Enviada em 28/06/2021

Segundo Sigmund Freud, o novo sempre despertou perplexidade e resistência. Nesse sentido, consonante a esse pensamento, é possível perceber que na atual realidade, com o surgimento de novas profissões, geralmente ligadas à tecnologia, houveram também o aparecimento de muitos desafios para que elas venham ser consolidadas. Isso ocorre tanto por indivíduos que resistem em investir em novas áreas, quanto por não ter um esclarecimento educativo acerca dessas profissões para alunos na escola, onde idealiza-se, demasiadamente,  apenas os meios mais tradicionais de carreira.

Sob esse aspecto, inicialmente, o primeiro desafio que impede que as novas profissões sejam almejadas é o desinteresse e, muitas vezes, o medo por parte de pessoas que iram se ingressar no ensino superior. Isso porque maioria dos indivíduos possuem o receio de que essas carreiras modernas, que possuem a tecnologia como aliada, não venham gerar tantos reconhecimentos e remunerações como as áreas mais valorizadas do país.

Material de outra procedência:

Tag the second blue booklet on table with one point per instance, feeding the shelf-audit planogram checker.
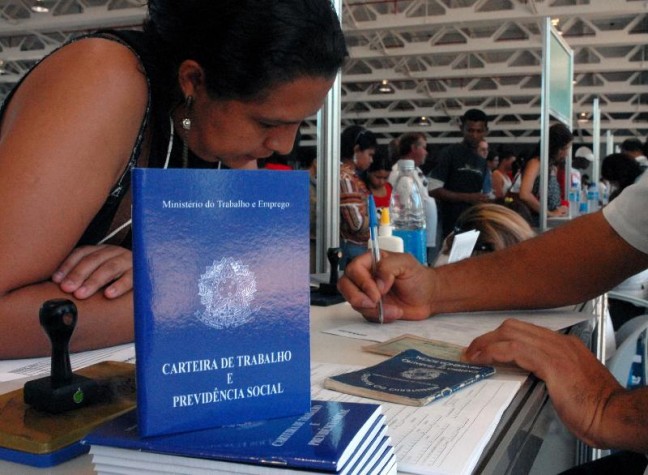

Entretanto, é necessário entender que as modificações no mercado de trabalho podem gerar muitos benefícios, como aconteceu na Revolução Técnico Científico e Informacional no século XX, periodo em que surgiu dezenas de possibilidades no ramo do trabalho e também bilionários que foram reconhecidos por suas inovações como, por exemplo, Bill Gates e Steve Jobs. Dessa forma, deve-se moldar o  ideal da população para que ela esteja mais flexível a tais mudanças.

Além disso, outro fator a ser salientado, é a ausente discussão na escola sobre as carreiras do futuro e suas vantagens. De acordo com a teórica Vera Maria Candau, o sistema educacional esta preso nos moldes do século XIX e não oferece propostas significativas para as inquietudes hodiernas. Sob essa ótica, é possível fazer paralelo com a realidade negligente dessas instituições em promover uma visão mais moderna aos alunos em relação ao mercado de trabalho, isso acontece pois é apresentado  apenas as áreas mais tradicionais como, principalmente, medicina e direito. Assim, é excluída outras possibilidades, como se elas fossem irrelevantes à sociedade.

Faz-se necessário, portanto, modificar tal cenário para que a modernidade tenha mais espaço na sociedade e os indivíduos sejam capazes de acompanhar essas inovações. Para tanto, cabe ao Ministério da Educação, por meio das mídias, divulgar as novas tendências profissionais a partir de artigos que monstrem as vantagens, piso salarial, meio de atuação, dentre outras informações, a fim de despertar interesse na população e propagar possibilidades de emprego. Paralelamente, esse mesmo agente deve proporcionar palestras nas escolas acerca desse tema com o acompanhamento de profissionais. Logo, o novo não causará mais tanta aversão.